Stats Made Easy

Practical Tools for Effective Experimentation

Monday, September 29, 2008

Round and round on how to round

Tom Murphy and Peter Fortini recently published a great answer to the question of how many significant digits to use when reporting test results relative to manufacturing specifications.* All engineers (such as me) know not to round the intermediate results of a multistage calculation. Nevertheless, it's good to be reminded of this. However, I was unaware that, when rounding a test result for reporting purposes, the interval should be between 0.05 and 0.5 sigma. Murphy and Fortini offer the example of a test result of 1.45729 with a standard deviation of 0.00052, which leads to a rounding of 1.457 (the nearest thousandth). That's good to know!

I guess that I’ve been slacking off on this rounding deal because I was also ignorant of the “five-even” rule that these two authors note as being de rigueur for “most standards for science and technology.” For example, this rule causes 98.5 to be rounded down to 98, whereas 99.5 gets round up to 100.

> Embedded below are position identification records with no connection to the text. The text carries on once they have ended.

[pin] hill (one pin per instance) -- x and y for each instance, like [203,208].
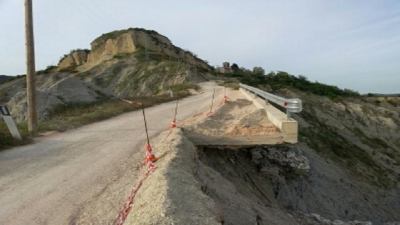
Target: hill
[129,63]
[4,78]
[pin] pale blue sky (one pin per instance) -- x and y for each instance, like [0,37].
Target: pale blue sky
[352,44]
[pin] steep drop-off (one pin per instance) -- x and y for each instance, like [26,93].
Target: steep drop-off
[121,64]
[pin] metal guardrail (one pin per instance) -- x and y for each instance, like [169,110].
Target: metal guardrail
[292,105]
[5,113]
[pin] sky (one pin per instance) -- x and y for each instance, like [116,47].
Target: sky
[352,44]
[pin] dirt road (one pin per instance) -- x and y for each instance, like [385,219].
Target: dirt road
[83,176]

My informal survey of math-literate acquaintances revealed that most had learned only to round 5 and higher up (and 4 and lower down). However, my son Hank, a programmer by profession, was familiar with the five even rule, which this Wikipedia entry on rounding says is also known as “statistician's rounding.” That makes sense because when dealing with large sets of scientific data, where trends are important, traditional “five-up” biases the data upwards.

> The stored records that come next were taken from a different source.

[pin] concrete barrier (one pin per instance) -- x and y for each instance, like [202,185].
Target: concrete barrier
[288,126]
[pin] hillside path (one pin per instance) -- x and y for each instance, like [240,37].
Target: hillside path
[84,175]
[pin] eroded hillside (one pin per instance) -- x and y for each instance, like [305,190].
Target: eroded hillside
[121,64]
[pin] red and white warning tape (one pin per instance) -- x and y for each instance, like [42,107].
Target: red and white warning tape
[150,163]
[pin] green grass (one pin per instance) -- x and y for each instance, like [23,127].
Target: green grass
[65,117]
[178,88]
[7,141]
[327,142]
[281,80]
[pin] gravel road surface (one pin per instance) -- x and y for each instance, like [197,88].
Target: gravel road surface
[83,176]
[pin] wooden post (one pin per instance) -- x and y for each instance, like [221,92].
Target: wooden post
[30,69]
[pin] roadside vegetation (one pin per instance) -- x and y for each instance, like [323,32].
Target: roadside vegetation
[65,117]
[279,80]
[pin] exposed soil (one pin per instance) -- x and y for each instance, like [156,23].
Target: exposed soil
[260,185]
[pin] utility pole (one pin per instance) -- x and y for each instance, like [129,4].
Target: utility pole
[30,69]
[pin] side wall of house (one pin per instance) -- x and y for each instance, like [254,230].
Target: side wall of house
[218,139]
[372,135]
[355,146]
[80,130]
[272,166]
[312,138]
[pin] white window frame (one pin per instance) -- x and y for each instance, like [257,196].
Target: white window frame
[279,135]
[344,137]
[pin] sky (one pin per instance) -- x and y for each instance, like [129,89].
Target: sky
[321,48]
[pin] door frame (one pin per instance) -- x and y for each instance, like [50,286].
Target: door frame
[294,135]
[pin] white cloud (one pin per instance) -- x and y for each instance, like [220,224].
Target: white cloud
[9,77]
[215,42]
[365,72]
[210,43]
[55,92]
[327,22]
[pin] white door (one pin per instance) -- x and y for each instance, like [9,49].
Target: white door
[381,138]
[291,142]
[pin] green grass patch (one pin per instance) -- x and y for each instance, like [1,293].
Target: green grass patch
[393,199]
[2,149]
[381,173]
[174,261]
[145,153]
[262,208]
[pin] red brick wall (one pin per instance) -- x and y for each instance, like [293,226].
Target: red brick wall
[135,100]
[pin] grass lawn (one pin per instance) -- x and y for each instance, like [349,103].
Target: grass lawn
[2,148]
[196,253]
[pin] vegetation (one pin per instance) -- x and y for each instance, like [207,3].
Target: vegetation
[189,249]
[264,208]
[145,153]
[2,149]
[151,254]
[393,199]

When I worked in R&D, I noticed that my fellow engineers seemed to be scared to death of rounding – even when reporting their results to non-technical management – marketing folks and the like. Reporting data to a dozen decimal places generally blunted their spear, whereas rounding their numbers to no more than three significant digits would have made their point a lot sharper. Isn’t that ironic?

* “Reporting Test Results, Determining Significant Digits and Rounding Properly,” ASTM Standardization News, September/October 2008 (link for article content may require subscription )

Saturday, September 20, 2008

ahRrrrggg-Squared – Talk Like a Pirate Day

Yesterday, which happened to be Talk Like a Pirate Day, I did a pro bono webinar for a crew of food scientist students assembled by their teacher Tyre at North Carolina State University . They are located in Raleigh – not far from where the notorious Blackbeard hung out in his hay days. Evidently he hosted some very wild parties with his bloodthirsty cohorts, as detailed at this Pirates Realm . (Their webmaster warns that copyright “thieves shall be gullied and fed to the sharks!”)

Tyre and his NC State crew concocted a punch that purportedly imitated an orange drink similar to Kool Aid® -- a brand of artificially-flavored drink mix now owned by the Kraft Foods Company but originally invented by Edwin and Kitty Perkins of Hastings, Nebraska.

Now I know that no Carolinian would touch such a tame Midwestern beverage. Thus I strongly suspect that NCSU keeps at least a firkin of rum handy for their apprentice galley slaves – oops, I meant to say food scientists. I am thinking that rum may be the principal component in the mysteriously unidentified “flavor” in the recipe sent to me by Tyre. Given that the a proper rum-laced pirate grog often included lime juice to help to stave off scurvy and a measure of cane sugar to help kill the bitterness of the water, it stands to reason that this NCSU “orange drink” also contains citric acid and sucrose. However, being as I was without a spyglass for this webinar, who knows what this piratical Carolinians were up to.

The treasure these tasters seek is 5 on a 0 to 10 intensity scale. Notice on the graph how they favor this so-called “flavor.” As a statistician turned pirate I say ahRrrrggg-Squared to that. They’d best send me a hogshead of this so-called “kool-aid” or I will be forced to send Tyre the Black Spot in lieu of my usual report.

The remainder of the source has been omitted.